Ed è qui che capiamo come la lucha libre sia una cosa dannatamente seria. Tutti i personaggi che incontriamo nel corso di questa corsa alla vendetta sono dotati di una profondità inavvicinabile. Tutti, da Calavera a G.G. sono dotati di un dramma che li anima e li spinge a lottare da una parte o dall’altra.
E lo stesso vale per la Mano del Destino che, ovviamente ha il ruolo più approfondito e terribile.
Ma, se l’iperbole narrativa rappresenta quasi un elemento topico della narrazione, specie in certi contesti culturali, non si può dire altrimenti della componente grafica che, qui, anzi, si presenta in modo del tutto stiloso. Gonzo stesso dichiara di essersi ispirato alla silver age americana e a Re Jack principalmente.
Non è solo un fattore di anatomie e di stile, ma di movimento e cinetica. Le posizioni dei wrestler, l’arroganza dei loro colori di guerra, i volti corrucciati, tesi, anche nel pubblico, rimandano ad uno stile narrativo impreziosito da un gusto dichiaratamente vintage. Gusto che si riflette non solo nella tipologia del tratto, ma anche nella spigolosità dei personaggi e nel dettaglio del rendere la carta giallognola, consumata, quasi come se il fumetto stesso provenisse da un periodo dimenticato.

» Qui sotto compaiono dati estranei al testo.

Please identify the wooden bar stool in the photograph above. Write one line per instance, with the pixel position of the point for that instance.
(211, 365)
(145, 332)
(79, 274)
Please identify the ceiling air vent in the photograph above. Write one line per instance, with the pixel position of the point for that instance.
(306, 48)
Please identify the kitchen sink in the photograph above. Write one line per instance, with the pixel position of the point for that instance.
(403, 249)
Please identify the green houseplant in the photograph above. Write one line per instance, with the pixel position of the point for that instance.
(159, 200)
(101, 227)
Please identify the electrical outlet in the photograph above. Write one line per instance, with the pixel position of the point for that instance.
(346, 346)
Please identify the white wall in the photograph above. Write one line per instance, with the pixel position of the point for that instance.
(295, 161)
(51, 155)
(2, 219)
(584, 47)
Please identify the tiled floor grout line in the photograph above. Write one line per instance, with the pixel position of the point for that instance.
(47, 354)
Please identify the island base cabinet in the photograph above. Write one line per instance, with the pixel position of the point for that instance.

E del resto, la resa del Messico è tale, da poter ambientare la storia in un periodo imprecisato. I sentimenti vissuti sono di una potenza tale da essere universali e, giustamente, Gonzo non si preoccupa di contestualizzarli. Al contrario le sue tavole sono estremamente dinamiche e cariche di mosse cinetiche che a volte mi meraviglio di non vedere le rinomate sfere di energia. Però il valore intrinseco attribuito allo spazio bianco è tutto là. Soprattutto nelle complesse tecniche dei Luchador assistiamo a una precisa esecuzione intrisa di un amore imperituro nei confronti del genere e del mezzo.
La Mano del Destino rappresenta un eroe popolare, sospinto e sorretto dal popolo e che muove la sua personale rivoluzione volto ad un cambiamento quasi fosse un moderno Zorro. Nulla è artefatto, e la passione ed il sangue caldo sembrano dettare il ritmo sincopato che attraversa le sei parti della storia.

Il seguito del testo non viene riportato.